Produção de prova; dever de colaboração;
inversão do ónus da prova; poderes do STJ
1. Inscreve-se no âmbito do recurso de revista a apreciação do modo como as instâncias qualificaram a actuação de uma das partes no contexto da inversão do ónus da prova, nos termos do art. 344º, nº 2, do CC.
2. A inversão do ónus da prova, nos termos do art. 344º, nº 2, do CC, exige uma actuação culposa da parte que tenha determinado a impossibilidade de a contraparte demonstrar os factos que lhe competiam.
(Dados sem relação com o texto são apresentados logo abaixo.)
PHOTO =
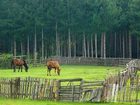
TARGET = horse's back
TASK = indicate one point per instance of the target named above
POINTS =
(53, 64)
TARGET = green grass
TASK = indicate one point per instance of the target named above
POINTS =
(67, 71)
(39, 102)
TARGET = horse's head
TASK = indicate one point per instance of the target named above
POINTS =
(26, 66)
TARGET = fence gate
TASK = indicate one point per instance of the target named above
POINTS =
(70, 89)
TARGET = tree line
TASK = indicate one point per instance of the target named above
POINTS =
(70, 28)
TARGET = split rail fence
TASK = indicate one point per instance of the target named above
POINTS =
(123, 87)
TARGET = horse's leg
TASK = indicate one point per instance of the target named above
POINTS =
(14, 67)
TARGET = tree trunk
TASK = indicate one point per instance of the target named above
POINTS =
(75, 48)
(91, 46)
(57, 41)
(69, 43)
(88, 49)
(21, 49)
(115, 45)
(15, 49)
(104, 44)
(130, 46)
(42, 44)
(84, 45)
(123, 46)
(28, 49)
(138, 46)
(96, 48)
(35, 47)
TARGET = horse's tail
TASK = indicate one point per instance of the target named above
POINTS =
(25, 65)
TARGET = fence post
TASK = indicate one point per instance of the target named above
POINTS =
(57, 90)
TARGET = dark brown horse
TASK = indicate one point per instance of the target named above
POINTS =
(19, 62)
(53, 64)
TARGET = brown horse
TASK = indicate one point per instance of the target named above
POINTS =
(19, 62)
(52, 64)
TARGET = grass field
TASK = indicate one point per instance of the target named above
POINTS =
(67, 71)
(35, 102)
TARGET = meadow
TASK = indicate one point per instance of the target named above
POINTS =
(87, 72)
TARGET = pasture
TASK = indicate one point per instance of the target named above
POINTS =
(35, 102)
(87, 72)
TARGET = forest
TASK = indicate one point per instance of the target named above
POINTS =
(39, 29)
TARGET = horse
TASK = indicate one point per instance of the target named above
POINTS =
(53, 64)
(19, 62)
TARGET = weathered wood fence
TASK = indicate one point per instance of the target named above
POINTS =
(36, 88)
(124, 87)
(92, 61)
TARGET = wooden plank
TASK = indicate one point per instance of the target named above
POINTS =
(70, 80)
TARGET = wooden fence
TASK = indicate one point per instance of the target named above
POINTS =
(64, 89)
(92, 61)
(124, 87)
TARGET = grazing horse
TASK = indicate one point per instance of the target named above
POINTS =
(19, 62)
(52, 64)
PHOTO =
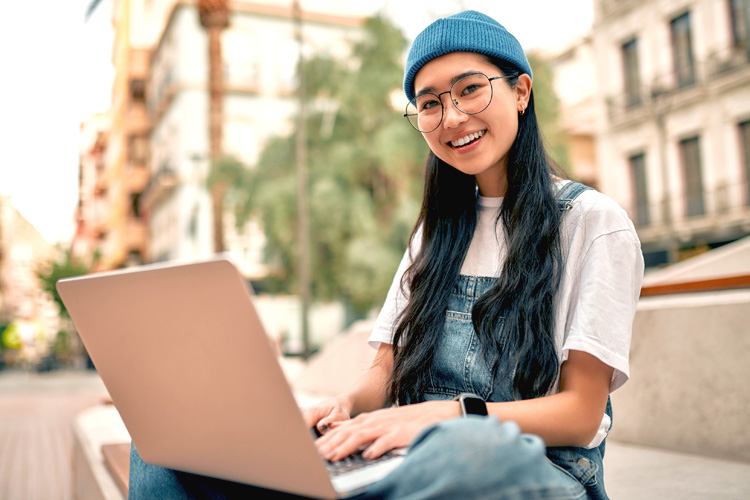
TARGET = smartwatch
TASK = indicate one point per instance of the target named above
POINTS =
(471, 404)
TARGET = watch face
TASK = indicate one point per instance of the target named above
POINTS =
(474, 406)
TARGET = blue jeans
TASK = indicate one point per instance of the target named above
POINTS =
(472, 458)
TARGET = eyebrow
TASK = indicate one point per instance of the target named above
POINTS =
(432, 90)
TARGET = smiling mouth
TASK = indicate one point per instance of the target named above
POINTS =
(467, 139)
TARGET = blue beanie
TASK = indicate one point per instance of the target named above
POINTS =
(469, 31)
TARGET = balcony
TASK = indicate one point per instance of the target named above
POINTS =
(159, 188)
(136, 118)
(136, 178)
(136, 236)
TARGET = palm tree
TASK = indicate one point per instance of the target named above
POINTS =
(214, 17)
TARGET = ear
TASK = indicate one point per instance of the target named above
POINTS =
(523, 91)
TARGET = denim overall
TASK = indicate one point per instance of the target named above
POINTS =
(459, 366)
(474, 458)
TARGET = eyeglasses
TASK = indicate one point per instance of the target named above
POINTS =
(471, 94)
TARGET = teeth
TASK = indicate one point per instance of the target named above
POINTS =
(465, 140)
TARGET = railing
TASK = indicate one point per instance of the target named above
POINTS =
(706, 285)
(161, 184)
(657, 96)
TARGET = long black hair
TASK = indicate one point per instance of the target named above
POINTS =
(516, 316)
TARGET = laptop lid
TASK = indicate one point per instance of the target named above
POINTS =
(188, 365)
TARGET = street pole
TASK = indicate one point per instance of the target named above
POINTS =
(303, 224)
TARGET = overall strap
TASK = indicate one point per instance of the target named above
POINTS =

3. Tais condições não se verificam numa situação em que a parte, depois de ter sido notificada, procedeu à junção de vastíssima documentação bancária e justificou a não junção de outros documentos com base em razões objectivas ligadas quer ao dilatado período a que respeitam, quer ao facto de terem sido produzidos por outra entidade bancária que foi objecto de fusão concretizada há mais de 20 anos.
4. Os documentos referentes a depósitos e outras operações bancárias não têm as características da abstracção e da literalidade que envolvem os títulos de crédito, pelo que ao cliente de instituição bancária não pode ser reconhecida pretensão que se baseia em documentos forjados por um funcionário da instituição com o objectivo de iludir o cliente e de ocultar operações que não ficaram reflectidas na contabilidade bancária.
5. Tendo o funcionário da instituição bancária, a coberto de uma procuração subscrita pelo cliente, efectuado operações não autorizadas de levantamento e de transferências de montantes depositados em contas do cliente/procurador, mas tendo também efectuado operações que traduziram a cobertura de responsabilidades assumidas pelo mesmo (v.g.saques de cheques), a quantificação do dano patrimonial sofrido pelo cliente deve ser feita através do diferencial entre as referidas operações.
6. A instituição bancária, atenta a sua qualidade de comitente relativamente ao respectivo funcionário, responde objectivamente pelos danos causados por este na esfera do cliente, responsabilidade que não é afastada pelo facto de aquele também ter agido como procurador do cliente.
7. O facto de o cliente ter constituído seu procurador o referido funcionário bancário, conferindo-lhe poderes para movimentar contas bancárias, não releva para efeitos de aplicação do disposto nos arts. 570º e 571º do CC.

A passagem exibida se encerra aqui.